Николай Иванович Кочин

— Это давно было, в Риме. Да и то все не так просто. Эту агитацию все те же кулаки разводят.

— Так ли, нет ли, только всем видно, что нас, батраков, опять на старое положение водворили. Крупнов наверху. Что ни сделает, все прав, а я как бы ни старалась хорошей быть — все плоха. Сперва я оправдываться пыталась, усовещевать баб-болтушек на завалинках, а теперь махнула рукой: пускай сплетничают, буду жить как хочу, все равно мне веры нету. На отшибе я теперь живу, на отшибе ото всех. Пойду к подругам, отскакивают от меня, точно я зачумленная. Брезгуют они мною. А мужики, наедине встретясь со мною, озорство затевают, думают, я таковская, так все позволю. Сенюшка, если бы ты знал, как мне тошно.
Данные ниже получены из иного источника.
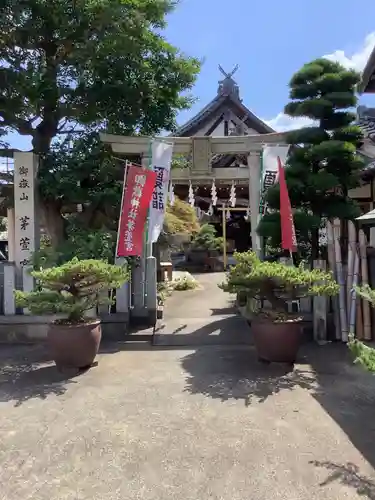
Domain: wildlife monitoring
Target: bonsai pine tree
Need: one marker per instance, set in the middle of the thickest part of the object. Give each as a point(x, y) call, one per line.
point(72, 289)
point(323, 162)
point(275, 282)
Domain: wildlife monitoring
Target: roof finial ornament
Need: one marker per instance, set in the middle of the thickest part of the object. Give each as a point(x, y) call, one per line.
point(228, 86)
point(228, 75)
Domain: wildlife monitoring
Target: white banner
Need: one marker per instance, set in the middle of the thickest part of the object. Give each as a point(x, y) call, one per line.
point(161, 164)
point(270, 169)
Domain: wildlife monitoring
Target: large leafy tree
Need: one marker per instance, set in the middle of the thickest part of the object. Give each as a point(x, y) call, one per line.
point(323, 164)
point(80, 66)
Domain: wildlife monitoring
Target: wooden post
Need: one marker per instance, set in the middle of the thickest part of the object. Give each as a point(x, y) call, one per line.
point(364, 271)
point(224, 219)
point(320, 310)
point(332, 267)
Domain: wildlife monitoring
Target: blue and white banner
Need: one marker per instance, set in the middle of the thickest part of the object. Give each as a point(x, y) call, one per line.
point(269, 172)
point(161, 160)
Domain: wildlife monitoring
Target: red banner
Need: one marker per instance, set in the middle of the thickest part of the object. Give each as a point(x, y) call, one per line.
point(288, 233)
point(136, 197)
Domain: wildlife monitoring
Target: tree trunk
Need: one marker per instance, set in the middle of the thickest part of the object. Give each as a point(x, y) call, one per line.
point(314, 244)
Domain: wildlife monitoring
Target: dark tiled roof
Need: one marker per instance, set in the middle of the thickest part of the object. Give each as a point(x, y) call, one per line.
point(367, 83)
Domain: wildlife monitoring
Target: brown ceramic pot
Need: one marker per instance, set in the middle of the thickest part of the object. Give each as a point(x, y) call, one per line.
point(74, 346)
point(276, 342)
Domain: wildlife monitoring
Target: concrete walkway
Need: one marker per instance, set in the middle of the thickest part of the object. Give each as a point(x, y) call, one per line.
point(204, 423)
point(205, 316)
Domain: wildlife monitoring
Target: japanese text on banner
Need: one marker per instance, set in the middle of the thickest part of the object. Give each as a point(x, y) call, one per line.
point(138, 188)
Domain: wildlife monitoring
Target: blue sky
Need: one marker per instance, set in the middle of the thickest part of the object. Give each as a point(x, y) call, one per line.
point(269, 40)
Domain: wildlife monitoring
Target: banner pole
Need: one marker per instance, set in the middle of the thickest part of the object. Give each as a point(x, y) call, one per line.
point(121, 207)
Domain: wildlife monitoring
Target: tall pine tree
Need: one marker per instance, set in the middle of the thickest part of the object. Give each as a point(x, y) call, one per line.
point(323, 163)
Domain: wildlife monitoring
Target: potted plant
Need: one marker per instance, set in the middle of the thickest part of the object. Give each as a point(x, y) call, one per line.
point(269, 288)
point(70, 291)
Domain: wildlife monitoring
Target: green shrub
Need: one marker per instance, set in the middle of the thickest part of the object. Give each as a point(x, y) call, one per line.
point(72, 288)
point(275, 282)
point(185, 283)
point(206, 239)
point(363, 354)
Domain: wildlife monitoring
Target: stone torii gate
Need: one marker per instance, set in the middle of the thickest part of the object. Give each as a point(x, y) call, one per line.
point(200, 149)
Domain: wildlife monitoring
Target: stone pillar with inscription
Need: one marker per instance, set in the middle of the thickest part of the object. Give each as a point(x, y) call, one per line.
point(254, 193)
point(26, 220)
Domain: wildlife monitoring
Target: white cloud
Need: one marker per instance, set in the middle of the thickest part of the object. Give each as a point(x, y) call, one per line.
point(357, 60)
point(282, 122)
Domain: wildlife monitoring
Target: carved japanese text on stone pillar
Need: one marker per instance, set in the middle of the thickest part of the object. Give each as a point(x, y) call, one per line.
point(25, 166)
point(201, 148)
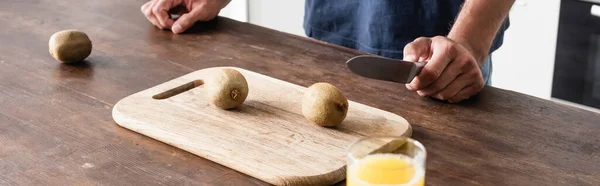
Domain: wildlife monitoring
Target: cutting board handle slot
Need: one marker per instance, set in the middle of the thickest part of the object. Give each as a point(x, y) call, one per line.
point(178, 90)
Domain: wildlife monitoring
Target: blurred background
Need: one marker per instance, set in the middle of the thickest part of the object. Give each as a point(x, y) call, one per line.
point(549, 50)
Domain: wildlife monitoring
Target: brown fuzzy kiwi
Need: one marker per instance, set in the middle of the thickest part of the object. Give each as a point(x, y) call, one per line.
point(226, 88)
point(324, 105)
point(70, 46)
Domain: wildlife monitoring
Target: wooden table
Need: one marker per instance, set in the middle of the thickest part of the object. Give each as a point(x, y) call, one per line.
point(56, 126)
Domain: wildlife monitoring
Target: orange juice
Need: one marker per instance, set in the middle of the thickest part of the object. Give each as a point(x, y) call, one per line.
point(385, 169)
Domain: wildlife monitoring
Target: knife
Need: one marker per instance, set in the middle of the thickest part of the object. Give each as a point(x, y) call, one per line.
point(386, 69)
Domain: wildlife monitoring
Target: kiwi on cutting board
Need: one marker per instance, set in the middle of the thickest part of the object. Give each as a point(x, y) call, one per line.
point(226, 88)
point(70, 46)
point(324, 104)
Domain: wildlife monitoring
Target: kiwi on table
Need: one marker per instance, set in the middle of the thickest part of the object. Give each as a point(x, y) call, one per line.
point(70, 46)
point(226, 88)
point(324, 104)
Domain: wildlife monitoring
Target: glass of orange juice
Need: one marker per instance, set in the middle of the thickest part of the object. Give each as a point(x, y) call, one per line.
point(386, 161)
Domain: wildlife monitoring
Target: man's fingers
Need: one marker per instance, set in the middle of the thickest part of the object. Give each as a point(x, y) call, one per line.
point(443, 51)
point(418, 50)
point(161, 12)
point(187, 20)
point(466, 93)
point(450, 75)
point(147, 11)
point(454, 87)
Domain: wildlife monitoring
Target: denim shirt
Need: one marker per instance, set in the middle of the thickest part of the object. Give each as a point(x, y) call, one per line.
point(384, 27)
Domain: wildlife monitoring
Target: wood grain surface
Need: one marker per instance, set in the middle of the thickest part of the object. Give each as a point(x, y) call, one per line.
point(267, 137)
point(56, 126)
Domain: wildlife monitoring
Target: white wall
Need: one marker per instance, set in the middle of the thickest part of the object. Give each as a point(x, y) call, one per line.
point(236, 9)
point(286, 16)
point(524, 63)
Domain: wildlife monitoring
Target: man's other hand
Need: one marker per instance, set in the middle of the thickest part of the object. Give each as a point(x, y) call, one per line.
point(451, 72)
point(157, 12)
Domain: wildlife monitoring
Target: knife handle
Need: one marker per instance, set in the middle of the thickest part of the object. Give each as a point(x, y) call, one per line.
point(418, 67)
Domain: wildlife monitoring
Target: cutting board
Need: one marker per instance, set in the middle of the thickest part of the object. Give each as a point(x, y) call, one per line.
point(267, 137)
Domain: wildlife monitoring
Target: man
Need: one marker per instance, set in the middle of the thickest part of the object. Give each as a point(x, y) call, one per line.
point(455, 37)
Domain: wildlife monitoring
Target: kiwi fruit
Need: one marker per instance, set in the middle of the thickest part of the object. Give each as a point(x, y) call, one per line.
point(324, 104)
point(70, 46)
point(226, 88)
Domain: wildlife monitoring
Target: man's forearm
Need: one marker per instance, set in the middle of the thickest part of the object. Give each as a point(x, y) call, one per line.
point(477, 24)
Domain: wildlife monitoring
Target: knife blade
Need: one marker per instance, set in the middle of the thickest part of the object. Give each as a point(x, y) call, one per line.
point(386, 69)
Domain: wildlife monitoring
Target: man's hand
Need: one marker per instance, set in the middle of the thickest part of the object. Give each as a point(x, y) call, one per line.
point(157, 12)
point(451, 72)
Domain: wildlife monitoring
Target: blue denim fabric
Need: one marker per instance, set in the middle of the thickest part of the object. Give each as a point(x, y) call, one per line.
point(384, 27)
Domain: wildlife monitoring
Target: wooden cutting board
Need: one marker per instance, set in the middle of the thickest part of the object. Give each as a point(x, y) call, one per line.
point(267, 137)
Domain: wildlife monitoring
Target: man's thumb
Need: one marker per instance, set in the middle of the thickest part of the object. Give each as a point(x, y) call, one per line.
point(185, 22)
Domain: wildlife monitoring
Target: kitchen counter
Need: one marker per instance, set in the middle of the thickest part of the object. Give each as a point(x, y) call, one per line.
point(56, 126)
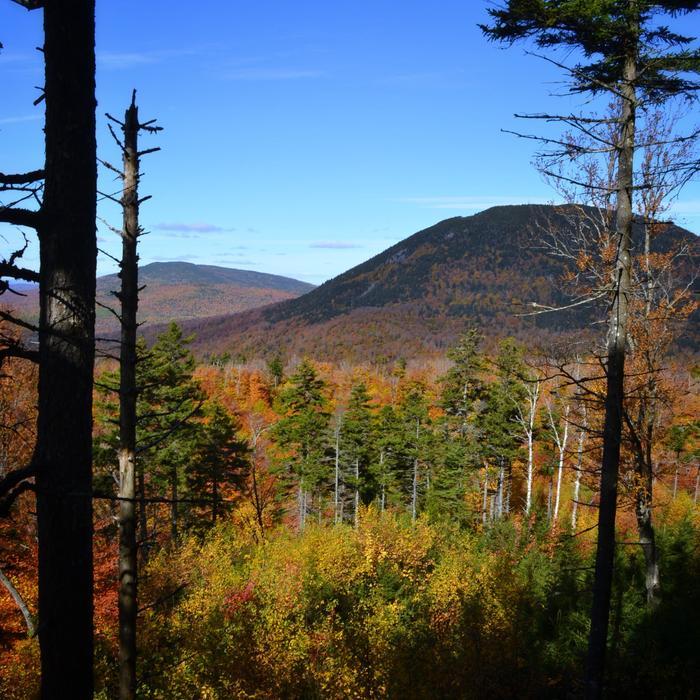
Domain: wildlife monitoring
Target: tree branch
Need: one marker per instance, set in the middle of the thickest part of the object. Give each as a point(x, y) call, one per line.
point(19, 217)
Одинока я. Встанешь утром чем свет никому не нужная и думаешь: для чего я копчу вольный свет? Если лето, то еще ничего, пойдешь в лес, малины нарвешь, щавелю, грибов наберешь да изжаришь, ну и сыта. А как только наступит зима — хуже каторги. Изба нетоплена, стекла промерзли, вьюга в трубе гудит, шумит ветер на повети… от тоски готова в гроб лечь живой.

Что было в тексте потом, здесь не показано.